Selon les autorités, il ne s’agit pas d’un détournement de fonds publics, mais bien d’une fraude massive organisée par les opérateurs privés. Ces derniers minimisent en effet les volumes d’or extraits pour échapper à l’impôt.

Cette pratique se traduit par des pertes colossales pour l’État, notamment en termes de recettes fiscales.

Les chiffres sont accablants : selon l’Initiative pour la transparence dans les industries extractives (ITIE), seulement 22 kg d’or ont été officiellement déclarés à l’exportation par le Cameroun en 2023. Pourtant, les douanes des Émirats arabes unis en ont enregistré 15 tonnes en provenance de ce pays d’Afrique centrale.

La Société Nationale des Mines (Sonamines) estime à 44 tonnes la quantité d’or ayant échappé aux circuits formels entre 2021 et 2025. Une véritable hémorragie pour les finances publiques.

Face à cette situation, le Pr Fuh Calistus Gentry a annoncé des mesures fortes pour assainir le secteur aurifère.
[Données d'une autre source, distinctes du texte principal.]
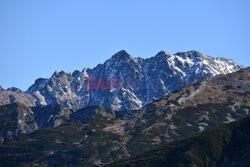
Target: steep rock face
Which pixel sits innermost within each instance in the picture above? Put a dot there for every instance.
(96, 136)
(144, 80)
(12, 95)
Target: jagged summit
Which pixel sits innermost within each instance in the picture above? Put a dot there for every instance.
(121, 55)
(144, 80)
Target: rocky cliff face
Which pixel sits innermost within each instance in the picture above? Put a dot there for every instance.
(97, 136)
(144, 80)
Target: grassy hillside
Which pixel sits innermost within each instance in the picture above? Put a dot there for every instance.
(226, 145)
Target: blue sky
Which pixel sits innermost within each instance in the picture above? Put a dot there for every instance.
(42, 36)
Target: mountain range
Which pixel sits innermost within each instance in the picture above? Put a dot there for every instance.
(144, 81)
(58, 135)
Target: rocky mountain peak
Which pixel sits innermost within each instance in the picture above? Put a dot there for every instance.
(144, 80)
(121, 55)
(14, 89)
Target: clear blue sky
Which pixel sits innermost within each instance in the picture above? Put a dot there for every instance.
(38, 37)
Parmi elles, la création d’une équipe dédiée, composée de représentants de la Sonamines, de la Direction Générale des Impôts (DGI) et de la Direction Générale des Douanes (DGD), qui opérera directement sur les sites de production.

Une autre mesure phare consistera à recruter un expert international afin d’évaluer le potentiel réel des gisements et d’instaurer une taxation minimale, indépendante des déclarations des exploitants.

Cette équipe sera chargée de réaliser des contrôles inopinés pour s’assurer du respect des obligations légales. L’objectif est clair : mettre fin aux pratiques frauduleuses et restaurer la confiance dans le secteur minier camerounais.

Réaction cinglante de Me Sikati

Me Sikati, figure majeure du Mrc, a vivement réagi aux propos tenus par le ministre des Mines. Pour lui, certains membres du gouvernement camerounais agissent comme de véritables « magiciens ».

« Certains ministres camerounais sont de vrais magiciens »

Le ministre des Mines du Cameroun, Fuh Calistus Gentry, a été nommé pour remplacer son prédécesseur, Gabriel Dodo Ndoke, dont la disparition reste entourée de zones d’ombre.

Lors d’une conférence de presse, il a affirmé qu’il n’y avait pas de disparition d’or appartenant à l’État. Pourtant, le scandale du trafic d’or au Cameroun fait la une des médias nationaux et internationaux.

Le ministre ne nie pas la disparition de l’or, mais précise qu’il s’agit d’or ne belonging pas directement à l’État. Une nuance subtile qui soulève une question cruciale : à qui appartient donc cet or volé ?

Rappelons que, selon le Code minier camerounais, le sous-sol et ses ressources, y compris l’or, appartiennent à l’État. Peut-être que certains responsables estiment que, malgré cette législation, l’or du Cameroun peut être considéré comme propriété privée.

En réalité, ces ministres ne défendent pas les intérêts du Cameroun, mais les leurs.